En statuant ainsi, alors qu'en fixant le montant des dommages-intérêts dus par la banque à la même somme que celle au paiement de laquelle elle condamnait M. et Mme [G] en exécution de leur engagement, la cour d'appel, qui a alloué aux cautions l'intégralité de l'avantage qu'aurait procuré la chance de ne pas s'engager si elle s'était réalisée, a violé le texte susvisé.»

MISE EN PERSPECTIVE DE LA DECISION

Sur le devoir de mise en garde

L’argument soulevé par la banque n’avait aucune chance de prospérer tant la disproportion et le devoir de mise en garde ont des vies autonomes, ne sont aucunement liés comme le rappelle la cour régulatrice. « le postulat (est) erroné »

Cet argument avait déjà fait long feu : Cassation commerciale 22 Mars 2011 – 10-14472 -

A l’époque des faits la disproportion et le devoir de mise en garde ont des régimes différents et emportent des sanctions différentes même si depuis la réforme des suretés elles sont désormais plus proches.

Sur les faits la cause était également entendue ne serait ce qu’en raison du faible laps de temps écoulé entre la mise en place du prêt et les impayés (18 mois)

Nous savons que ce temps est analysé avec minutie par la jurisprudence tant il est révélateur du caractère risqué d’une opération.

Rappelons que le conjoint qui a donné son accord à l’acte n’est pas créancier d’un devoir de mise en garde à l’égard de la banque : Cassation commerciale 9 février 2016 – 14-20304 -

Avant l’article L 650-1 du code de commerce les banques se faisaient régulièrement condamner pour soutien ou maintien abusif de crédit eu égard notamment au délai entre l’octroi des crédits et la date de cessation des paiements ainsi que sur la nature de la procédure redressement ou liquidation judiciaire.

La réforme des suretés offre à la caution une créance de mise en garde autonome, indépendamment de sa qualité d’avertie ou pas.

Rappelons également que la caution dans cette réforme peut désormais opposer au créancier toutes les exceptions provenant du rapport personnel avec le débiteur principal.

Sur le montant de la condamnation

Le moyen fait mouche.

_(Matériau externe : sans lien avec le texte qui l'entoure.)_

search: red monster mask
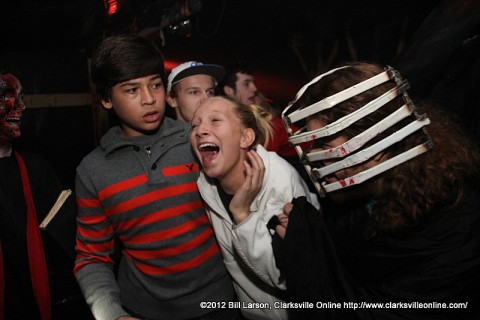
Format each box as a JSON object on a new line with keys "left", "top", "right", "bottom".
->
{"left": 0, "top": 74, "right": 25, "bottom": 144}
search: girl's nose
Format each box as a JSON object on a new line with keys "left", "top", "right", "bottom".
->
{"left": 195, "top": 122, "right": 210, "bottom": 137}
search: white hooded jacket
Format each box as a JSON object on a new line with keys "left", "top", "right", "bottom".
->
{"left": 197, "top": 145, "right": 320, "bottom": 320}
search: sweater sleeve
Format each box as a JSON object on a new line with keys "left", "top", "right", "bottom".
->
{"left": 74, "top": 171, "right": 129, "bottom": 320}
{"left": 75, "top": 263, "right": 128, "bottom": 320}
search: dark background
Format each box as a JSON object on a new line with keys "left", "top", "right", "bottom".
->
{"left": 1, "top": 0, "right": 479, "bottom": 189}
{"left": 1, "top": 0, "right": 444, "bottom": 102}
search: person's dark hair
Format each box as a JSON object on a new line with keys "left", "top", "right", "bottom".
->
{"left": 298, "top": 62, "right": 480, "bottom": 235}
{"left": 90, "top": 34, "right": 165, "bottom": 101}
{"left": 221, "top": 62, "right": 253, "bottom": 92}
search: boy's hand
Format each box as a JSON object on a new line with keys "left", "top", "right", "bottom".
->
{"left": 229, "top": 149, "right": 265, "bottom": 224}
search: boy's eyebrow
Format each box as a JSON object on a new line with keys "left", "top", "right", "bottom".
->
{"left": 119, "top": 82, "right": 136, "bottom": 88}
{"left": 148, "top": 74, "right": 162, "bottom": 81}
{"left": 118, "top": 74, "right": 162, "bottom": 87}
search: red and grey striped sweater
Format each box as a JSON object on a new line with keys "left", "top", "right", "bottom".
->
{"left": 74, "top": 119, "right": 234, "bottom": 320}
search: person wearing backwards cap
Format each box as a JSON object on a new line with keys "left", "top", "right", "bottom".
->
{"left": 166, "top": 61, "right": 225, "bottom": 122}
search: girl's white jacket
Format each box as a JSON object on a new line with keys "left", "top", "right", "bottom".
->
{"left": 197, "top": 145, "right": 320, "bottom": 320}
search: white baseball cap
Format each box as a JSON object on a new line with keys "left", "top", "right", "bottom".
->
{"left": 167, "top": 61, "right": 225, "bottom": 93}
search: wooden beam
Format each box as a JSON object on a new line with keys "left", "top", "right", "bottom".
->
{"left": 24, "top": 93, "right": 91, "bottom": 108}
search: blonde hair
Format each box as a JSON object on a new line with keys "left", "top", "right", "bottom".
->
{"left": 221, "top": 96, "right": 273, "bottom": 148}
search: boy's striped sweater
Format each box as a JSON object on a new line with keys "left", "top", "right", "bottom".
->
{"left": 74, "top": 118, "right": 234, "bottom": 320}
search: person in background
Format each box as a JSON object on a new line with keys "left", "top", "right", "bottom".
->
{"left": 0, "top": 72, "right": 91, "bottom": 320}
{"left": 222, "top": 63, "right": 315, "bottom": 192}
{"left": 221, "top": 62, "right": 257, "bottom": 105}
{"left": 166, "top": 61, "right": 225, "bottom": 122}
{"left": 74, "top": 34, "right": 237, "bottom": 320}
{"left": 190, "top": 95, "right": 319, "bottom": 319}
{"left": 277, "top": 62, "right": 480, "bottom": 319}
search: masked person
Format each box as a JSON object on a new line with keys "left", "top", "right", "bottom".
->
{"left": 276, "top": 62, "right": 480, "bottom": 320}
{"left": 0, "top": 73, "right": 91, "bottom": 319}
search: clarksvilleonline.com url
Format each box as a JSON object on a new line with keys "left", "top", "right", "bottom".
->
{"left": 307, "top": 301, "right": 469, "bottom": 310}
{"left": 200, "top": 301, "right": 469, "bottom": 310}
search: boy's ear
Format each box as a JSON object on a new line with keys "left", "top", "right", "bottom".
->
{"left": 101, "top": 99, "right": 113, "bottom": 110}
{"left": 240, "top": 128, "right": 255, "bottom": 149}
{"left": 223, "top": 85, "right": 234, "bottom": 98}
{"left": 166, "top": 94, "right": 178, "bottom": 108}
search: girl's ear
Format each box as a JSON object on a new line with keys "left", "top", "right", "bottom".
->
{"left": 240, "top": 128, "right": 256, "bottom": 149}
{"left": 101, "top": 99, "right": 113, "bottom": 110}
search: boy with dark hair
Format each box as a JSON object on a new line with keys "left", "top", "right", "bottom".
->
{"left": 221, "top": 63, "right": 257, "bottom": 105}
{"left": 74, "top": 34, "right": 236, "bottom": 320}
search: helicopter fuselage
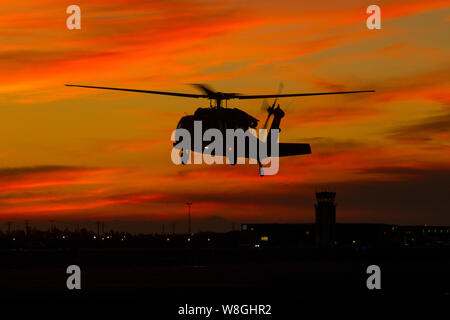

La sanction est bien la perte de chance de ne pas contracter qui ne peut être égale à «l’intégralité de l’avantage qu’aurait procuré la chance de ne pas s’engager si elle était réalisée…»

Nous sommes surpris que la cour ait emprunté cette voie.

La jurisprudence en la matière est importante et constante : A titre d’exemple : Cassation commerciale 20 Octobre 2009 – 08-20274 – Cassation commerciale 8 septembre 2021 – 19-20490 -

La réforme des suretés modifie la sanction en pareil cas puisque désormais la caution pourra être réduite à concurrence de son préjudice.

Loïc Belleil, directeur de la recherche juridique de Case Law Analytics

Source : Cass. chambre commerciale, 24 novembre 2021, pourvoi n°19-25195, L'essentiel du droit bancaire n°1, janvier 2022, page 6.